In his first morning homilies as pope, Jorge Mario Bergoglio often referred to the devil. And even this manner of speaking was appreciated, was found endearing.
But one morning, on November 19, instead of the devil he took aim at the “single form of thinking that is the fruit of worldliness,” that wants to subject everything to “hegemonic uniformity.” A single form of thought, he continued, that already dominates the world and even legalizes “the death penalty,” even “human sacrifices” complete with "laws that protect them." And he cited one of his favorite novels, the apocalyptic "Lord of the World" by Robert H. Benson.
When early this February he leafed through the sixteen pages of the UN report, which peremptorily enjoin upon the Catholic Church that it “correct” its teaching on abortion, on the family, on sex, Francis must have become even more convinced that events were proving him right, that the prince of this world was really at work and by heaping praise on his vaunted "openness" wanted to associate even him, the pope, with the enterprise of making the Church conform to the hegemonic school of thought, in order to annihilate it.
It is not easy to enter into the mind of pope Bergoglio. His words are like the tiles of a mosaic whose design is not immediately apparent. He also makes tough and biting remarks, but never at a moment in which they could generate conflict.
If he had pronounced that tremendous homily of his against the single form of thought that intends to hegemonize the world the day after the publication of the UN report and explicitly in response to it, the event would have entered into the "breaking news" of global information. But it was not to be. Delivered on an arbitrary day, that same homily did not cause the slightest chagrin. It was ignored.
And yet it is precisely there that the concealed thought of the Jesuit pope is to be found, his judgment on the present era of the world.
"The view of the Church is known, and I am a son of the Church," Francis says and says again. His thought is the same as that which is written in the catechism. And sometimes he recalls this combatively for those who expect him to change doctrine, as in the least-cited passage of his "Evangelii Gaudium," where he has the harshest of words against the "right" to abortion.
But he never proclaims Church teaching out loud at a moment when the dispute over an issue has become heated.
He has kept quiet now that the euthanasia of children has been permitted by law in Belgium. He keeps himself apart from the millions of citizens of every faith who in France and in other countries are opposing the dissolution of the idea of the family made up of father, mother, and children. He has remained silent after the unprecedented affront of the UN report.
With this he intends to blunt the weapons of the adversary. To defeat him with the immense popularity of his figure as pastor of the mercy of God.

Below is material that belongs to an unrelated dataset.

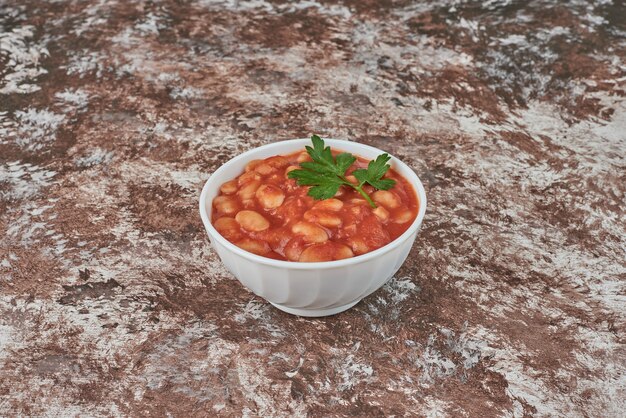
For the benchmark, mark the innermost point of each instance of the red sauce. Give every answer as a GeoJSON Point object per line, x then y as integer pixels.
{"type": "Point", "coordinates": [266, 213]}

There is a Jacobin-style attack against the Church, not only in France, that simply wants to exclude it from civil discourse.
But there is also a more subtle attack that cloaks itself as a consensus for a Church refurbished and new, up to date, in step with the times. There is also this in the popularity of Francis, a pope "like never before," finally "one of us," molded through a copy-and-paste of his open, adaptable statements.

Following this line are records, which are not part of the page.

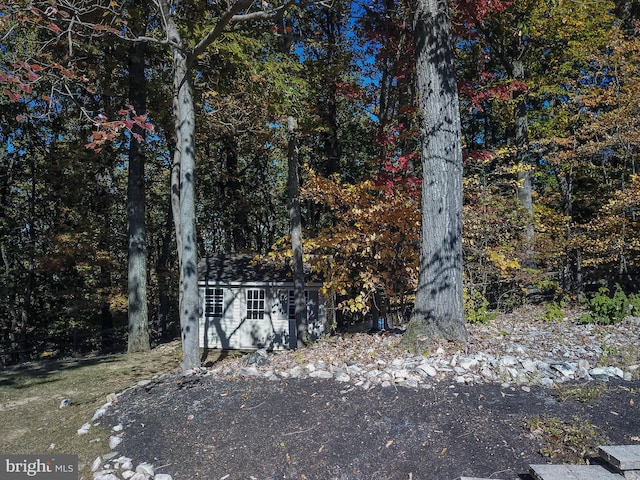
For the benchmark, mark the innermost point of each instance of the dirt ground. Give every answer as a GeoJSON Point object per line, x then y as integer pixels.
{"type": "Point", "coordinates": [202, 427]}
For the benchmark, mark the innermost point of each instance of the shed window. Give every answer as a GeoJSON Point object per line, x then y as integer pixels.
{"type": "Point", "coordinates": [292, 303]}
{"type": "Point", "coordinates": [213, 302]}
{"type": "Point", "coordinates": [255, 304]}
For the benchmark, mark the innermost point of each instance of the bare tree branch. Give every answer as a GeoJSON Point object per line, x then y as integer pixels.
{"type": "Point", "coordinates": [216, 31]}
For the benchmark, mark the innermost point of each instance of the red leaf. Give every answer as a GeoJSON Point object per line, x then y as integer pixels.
{"type": "Point", "coordinates": [14, 97]}
{"type": "Point", "coordinates": [54, 27]}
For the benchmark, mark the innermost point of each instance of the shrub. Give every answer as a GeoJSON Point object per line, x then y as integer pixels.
{"type": "Point", "coordinates": [554, 311]}
{"type": "Point", "coordinates": [476, 307]}
{"type": "Point", "coordinates": [604, 309]}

This worldly cunning could not have been used against his predecessor, Benedict XVI. He, the meek one, preferred conflict in the open field, with the courage of the yes that means yes and the no that means no, "in season and out of season," as in Regensburg, when he lifted the curtain on the theological roots of the connection between faith and violence in Islam, and yet again on the "non-negotiable" questions. This is why the world was so ferocious with him.
With Francis it is different. A new match. But not even he knows how the game will unfold, now that he is getting tougher.